# wire line rod



## Remedy (Apr 19, 2009)

I am looking to build a wire line trolling set up. I have a reel and need a rod now. does anyone have any info on where to buy one for less than 200$. or what kind to buy?

thanks


----------



## Chris V (Oct 18, 2007)

What size wire line setup are you using? If you are fishing a typical gulf coast wire setup with a 9/0 you will find it pretty hard to get a wire line rod for 200 or less. Most factory wire rods cost 350 and up. I'm sure you can get someone on here to build one for you but with the cost of components expect to pay at least 300. Try digging through the for-sale section and you might find a used one.


----------



## Remedy (Apr 19, 2009)

Not sure what size you call it but I was planning on using a 9/0 penn reel.

I will look at the for sale section. I have looked around and the only rods i have seen are in the 350$ range. Too much for my taste. I have used straight back rods to do high speed trolling but it puts alot of stress on then. 

Thanks for the help.


----------



## Chris V (Oct 18, 2007)

Yeah IMO bent butts are the way to go for a 9/0 wire setup. Keep looking and if you can't find one I'll see ifI can locate one for you. You also might want to try looking for a used one at The Rod Room here in Orange Beach. Kathy always has a bunch of used rods for sale up there so you might want to give her a call.

The Rod Room---251-981-6508


----------



## Remedy (Apr 19, 2009)

thanks I will give her a call.

I looked on the for sale page of this site with no luck other than posting a few rods that i had around the shop.

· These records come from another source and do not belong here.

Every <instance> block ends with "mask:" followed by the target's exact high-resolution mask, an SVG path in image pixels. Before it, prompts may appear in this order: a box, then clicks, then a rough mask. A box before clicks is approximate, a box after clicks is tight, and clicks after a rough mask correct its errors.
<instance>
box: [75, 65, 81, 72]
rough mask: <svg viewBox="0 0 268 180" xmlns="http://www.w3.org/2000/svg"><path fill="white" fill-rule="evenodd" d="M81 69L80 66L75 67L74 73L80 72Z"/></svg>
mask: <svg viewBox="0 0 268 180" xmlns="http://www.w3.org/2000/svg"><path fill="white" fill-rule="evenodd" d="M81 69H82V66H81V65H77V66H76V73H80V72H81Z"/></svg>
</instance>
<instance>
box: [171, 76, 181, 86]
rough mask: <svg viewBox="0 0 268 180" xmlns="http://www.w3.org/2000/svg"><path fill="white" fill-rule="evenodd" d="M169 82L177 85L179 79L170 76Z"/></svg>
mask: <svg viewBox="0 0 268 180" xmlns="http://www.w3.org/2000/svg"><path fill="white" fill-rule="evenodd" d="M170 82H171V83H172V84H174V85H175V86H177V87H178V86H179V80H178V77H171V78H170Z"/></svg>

I havent fished a wire line off my boat but have been on many over night trips with the charter boat guys and have had good luck. 

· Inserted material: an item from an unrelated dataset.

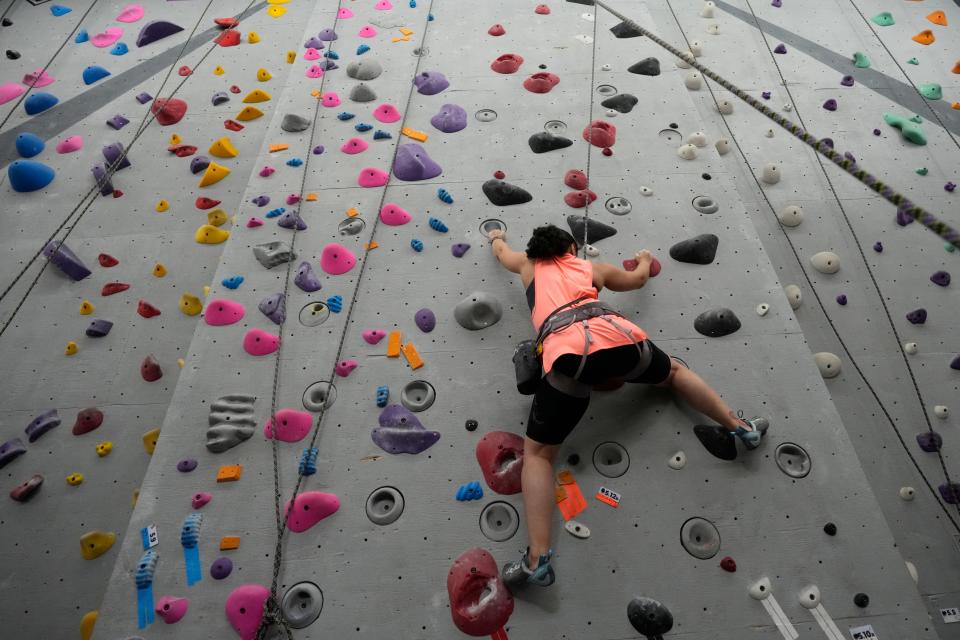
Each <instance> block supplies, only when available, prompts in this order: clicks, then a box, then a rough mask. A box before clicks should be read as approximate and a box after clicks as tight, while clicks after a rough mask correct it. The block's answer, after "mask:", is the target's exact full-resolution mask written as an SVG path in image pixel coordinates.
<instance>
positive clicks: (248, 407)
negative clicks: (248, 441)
mask: <svg viewBox="0 0 960 640" xmlns="http://www.w3.org/2000/svg"><path fill="white" fill-rule="evenodd" d="M255 401H256V397H255V396H249V395H246V394H230V395H226V396H220V397H219V398H217V399H216V400H214V401H213V402H212V403H211V404H210V416H209V419H208V420H209V424H210V428H209V429H207V449H208V450H210V451H211V452H212V453H223V452H224V451H227V450H228V449H232V448H233V447H235V446H237V445H238V444H240V443H241V442H243V441H245V440H249V439H250V438H251V437H252V436H253V434H254V432H255V431H256V430H257V421H256V419H255V418H254V415H253V403H254V402H255Z"/></svg>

what is the set up like? does it need to be backed with Dacron or something like that??

any help woould be great.

Thanks again.


----------



## Linda (Oct 2, 2007)

You dont need an expensive short stroker stand-up on a bent butt wireline/deepdrop rod to wire line fish for wahoo. Many capt's just tie off any rod with rollers to the transom so the rod is dangling and pointing inline to the trolled lure. You can purchase reel clamps with eyelets for a carribeaner clip and rope.


----------